Sahih Terimiyle İlgli Bazı Notlar:
1-
Sahîh’in tarifinde ulema arasında bazı farklılıklar görülür. Bu durum, bir hadîs
için verilecek “sahîh” hükmüne tesir eder. Neticede birinin sahîh kabûl ettiği
bir hadîsi bir diğeri zayıf sayabilir. Nitekim bâzı hadîsler hakkında bu
ihtilafa düşülmüştür. Ancak şunu da bilelim ki mezkûr ihtilâfın kaynağı sadece
koşulan şartlarda ortaya çıkan farklılık değildir; bâzan, konulan bu şartların
hadîste bulunup bulunmadığı hususunda da ihtilafa düşülmüştür.[1]
2-
Tarife bâzıları “şâz”dan sonra münker kelimesini de dâhil ederse de, tarifi
ortaya koyan İbnu’s-Salâh ve Nevevî nazarında şaz ve münker aynı mânaya
gelmektedir. Sonradan bu iki kelime, farklı derecelerdeki muhalefet için
kullanılmıştır. Binaenaleyh İbnu’s-Salâh’a göre şâz’ın içinde münker dâhildir.[2]
3-
Sahih hadis bir anlamda en sağlam senedle rivayet edilen hadis demek olduğu için
Senedlerin en sahihi (Esahhu’l-esanid)’nin tesbiti yoluna gidilmiştir. Bu hiç
kuşkusuz, değişik alimlerce, değişik senedler olarak belirlenmiştir.[3]
4-
“Bu mevzuda en sahih rivayet budur” gibi bir değerlendirme ile zikredilen hadis,
o konuda bilinebilen hadislerin en sahih’idir.
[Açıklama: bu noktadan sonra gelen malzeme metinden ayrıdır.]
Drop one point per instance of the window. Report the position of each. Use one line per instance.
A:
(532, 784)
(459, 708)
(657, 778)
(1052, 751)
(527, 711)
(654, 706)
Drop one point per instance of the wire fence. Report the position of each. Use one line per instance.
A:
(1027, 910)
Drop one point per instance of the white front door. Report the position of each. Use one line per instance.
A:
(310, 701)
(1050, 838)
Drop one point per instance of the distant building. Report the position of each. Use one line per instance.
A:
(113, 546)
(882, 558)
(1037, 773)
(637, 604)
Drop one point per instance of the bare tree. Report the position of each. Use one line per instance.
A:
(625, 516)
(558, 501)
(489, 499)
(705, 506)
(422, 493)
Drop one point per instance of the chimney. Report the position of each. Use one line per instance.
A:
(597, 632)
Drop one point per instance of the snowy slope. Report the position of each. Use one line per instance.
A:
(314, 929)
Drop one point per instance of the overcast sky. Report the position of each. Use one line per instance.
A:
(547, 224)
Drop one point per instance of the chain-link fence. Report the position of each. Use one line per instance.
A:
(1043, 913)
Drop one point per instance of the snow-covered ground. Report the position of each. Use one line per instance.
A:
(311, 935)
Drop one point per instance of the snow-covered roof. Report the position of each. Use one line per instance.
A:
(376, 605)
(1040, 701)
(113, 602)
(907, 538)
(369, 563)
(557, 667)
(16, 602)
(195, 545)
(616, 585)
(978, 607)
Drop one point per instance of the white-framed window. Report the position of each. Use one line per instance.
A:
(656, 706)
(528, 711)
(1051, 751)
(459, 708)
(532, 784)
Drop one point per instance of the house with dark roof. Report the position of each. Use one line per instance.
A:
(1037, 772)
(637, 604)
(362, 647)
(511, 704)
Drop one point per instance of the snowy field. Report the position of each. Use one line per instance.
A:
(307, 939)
Yoksa hadisin, mutlaka Sahih veya
“en sahih” olduğunu göstermez. “En zayıf olanı budur” demek olur.
5-
“Falan hadis sahihtir” sözü, o hadisin sıhhat şartlarını taşıdığını ifade eder.
Aslında da o hadisin sahih olabileceği konusunda oldukça kuvvetli bir zanna
sahip olunabilir. Mütevatir Hadis’te olduğu gibi kesinkes bir kanaatten söz
edilemez.[4]
[1]
İbrahim Canan, Kutub-i Sitte Tercüme ve Şerhi, Akçağ Yayınları: 2/84.
[2]
İbrahim Canan, Kutub-i Sitte Tercüme ve Şerhi, Akçağ Yayınları: 2/84.
[3]
Bk. A. Naim, Tecrid Tercümesi: 1/210-215.
[4]
İsmail Lütfi Çakan, Hadis Usulü, Marmara Üniversitesi İlahiyat Fakültesi
Yayınları: 127.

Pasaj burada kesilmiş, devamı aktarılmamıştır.